# 6' 2" 230lb looking for Enduro/All Mountain Rig



## ThePattyWagon (Feb 11, 2015)

Hey guys! I have been religiously mountain biking on my 2013 Giant XTC 29er for about a year now. Two years ago during high school I was 315 or so pounds, and I started lifting weights because I was done being the lazy fat guy. I have always biked to some degree but in the last year I have become really addicted to riding in the mountains for hours upon end. I am biking between 60-100 miles a week on trails while working 30 hours a week and going to community college full time. I live in Asheville North Carolina, which is a pretty great place to ride. 

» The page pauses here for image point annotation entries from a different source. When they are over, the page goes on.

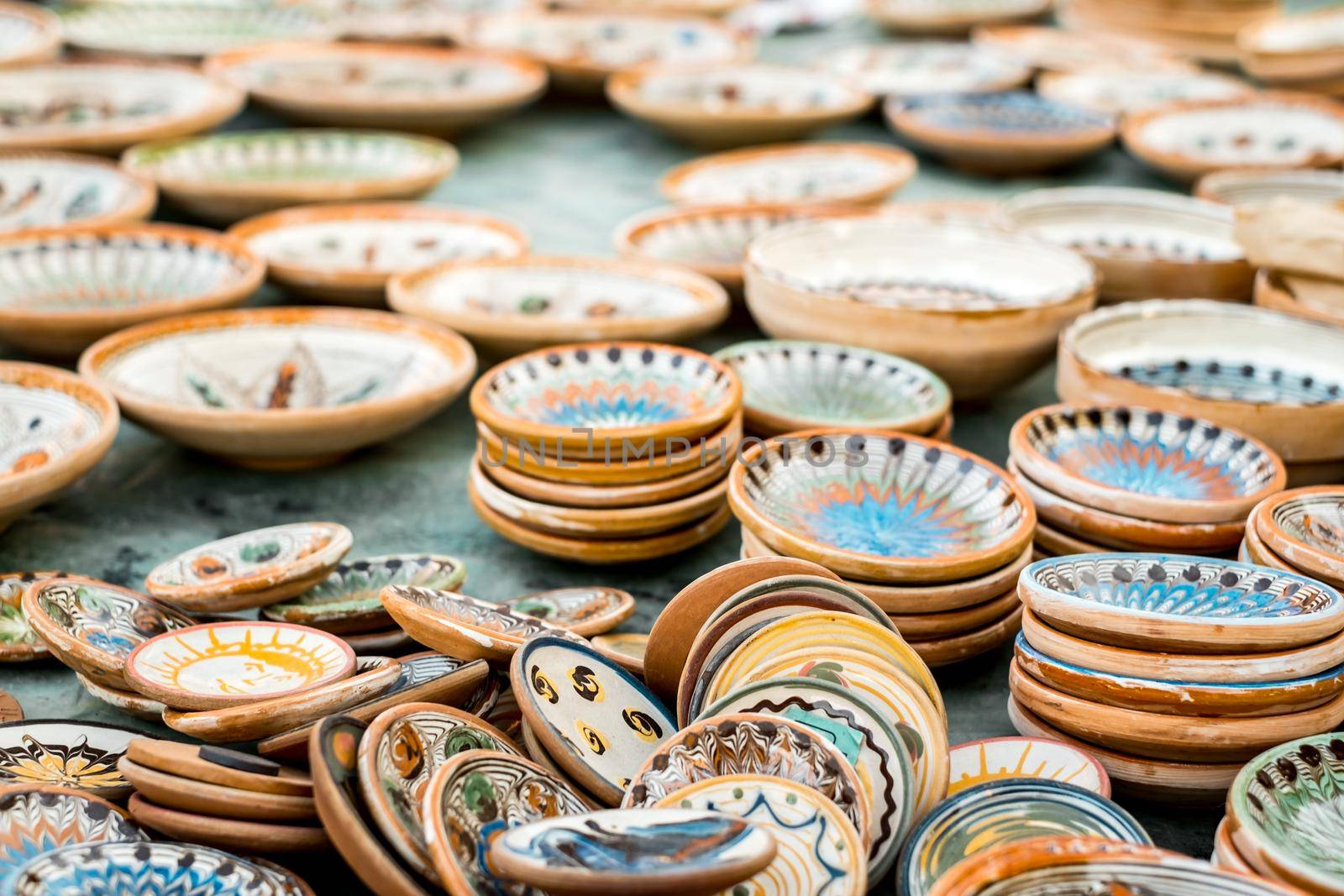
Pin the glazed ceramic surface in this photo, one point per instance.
(475, 797)
(596, 720)
(819, 849)
(69, 754)
(228, 664)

I'm at around 230 lbs and I'm no longer doing it for weight loss, although that is a great bonus. I've moved into doing more intense trails and I am interested in getting a full suspension bike with a good amount of travel that I can take to regional Downhill/Freeride type trails this summer. I love to jump and sling the bike around, but my hardtail is a little more geared for cross country (I will be keeping my hardtail for that purpose). Im selling my car soon and with the money I would like to get a cheaper car and an awesome new bike. Price is an issue but I can also spend a good amount don't want to spend more than 2k, 3.5k is absolute cap. I am thinking getting something used, like this Specialized Enduro Comp (2013 Enduro Comp) but I am also worried about cracking a frame or getting a **** bike. I have a couple specific questions if you guys could help me answer them, but any and all information is appreciated. 

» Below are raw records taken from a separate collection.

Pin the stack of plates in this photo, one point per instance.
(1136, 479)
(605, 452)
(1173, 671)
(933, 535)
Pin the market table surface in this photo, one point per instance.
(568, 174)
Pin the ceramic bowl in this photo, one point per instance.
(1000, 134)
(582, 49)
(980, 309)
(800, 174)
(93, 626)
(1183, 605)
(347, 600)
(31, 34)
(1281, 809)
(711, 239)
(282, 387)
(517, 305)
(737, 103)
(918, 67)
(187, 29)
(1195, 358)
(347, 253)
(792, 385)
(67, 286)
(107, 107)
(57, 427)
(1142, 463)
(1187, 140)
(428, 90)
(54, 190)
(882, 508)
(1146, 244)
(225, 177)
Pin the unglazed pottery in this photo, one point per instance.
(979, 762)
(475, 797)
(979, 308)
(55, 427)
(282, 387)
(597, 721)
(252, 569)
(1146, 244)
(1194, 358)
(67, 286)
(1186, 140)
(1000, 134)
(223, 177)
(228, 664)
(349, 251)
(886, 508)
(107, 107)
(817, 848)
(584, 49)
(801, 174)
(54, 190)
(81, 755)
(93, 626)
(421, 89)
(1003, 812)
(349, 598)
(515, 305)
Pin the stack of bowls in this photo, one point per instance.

1. I bought a 29er because of the strength of the frame. I cracked a 26" novara ponderosa before I bought the giant and I wanted something I could feel safe on. Would a 26 or 27.5 freeride bike put up with my weight?

2. Buying a used bike ok? I am planning to have it checked out at my shop to make sure it's not broken even before I buy it.

3. What about these? 
Specialized Enduro Comp 26 http://asheville.craigslist.org/bik/4860085868.html2013 Enduro Comp
Tomac Supermatic 120 carbon 26 http://asheville.craigslist.org/bid/4865854044.htmlTomac Supermatic 120 Carbon, SID XX Fork

I am sorry for the long winded post, I am really new to buying bikes like this. I have read about some of this on the forum but would like a little more info. Thank you!


----------



## Gigantic (Aug 31, 2012)

you're marginally a clyde in weight and height; pick whatever fits your budget and desire, you'll be fine.


----------



## Rob-Bob (Jun 11, 2004)

You live in mountain bike country.I am sure you will be able to find someone local that is selling a good all mountain bike that you can see in person. Fyi..frame size has nothing to do with strength.The reason your 26" frame cracked was Because it was a Novaro not because it was a 26er..


----------



## targnik (Jan 11, 2014)

You want strong ^^ get a Kona Process... 153 or 134...

From the sounds of your riding preference the 153 will suit

------------------------------------
Opinions are like A-holes... everybody 
has one & they're usually full of...??


----------



## bonesteel (Feb 25, 2006)

PattyWagon, I'm a little late in responding to this post but I'm around 200lbs and ride in your area which is full of roots and rocks. My experience is that the most important aspect to consider is flex. You need a bike with a stiff rear end, stiff and solid wheels and a strong fork that won't twist or dive too much. For this reason I like 26 and 27.5 wheels more than 29... I've always found 29 inch wheels too flexy but I have never ridden any carbon 29 wheels so carbon may negate that, but would also increase the cost a lot. I also sent you a PM since I'm local to Asheville


----------



## tehllama (Jul 18, 2013)

I'm your size and weight - exactly. I actually ride a 29er for that application, and it's one in your price range (Rocky Mountain Instinct) - that in the 950 BC Edition would be a distinct possibility for you. The wheelset flex isn't ideal, but the rollover and proportionality (34.5" Inseam) makes up for it provided the bike is nice and low.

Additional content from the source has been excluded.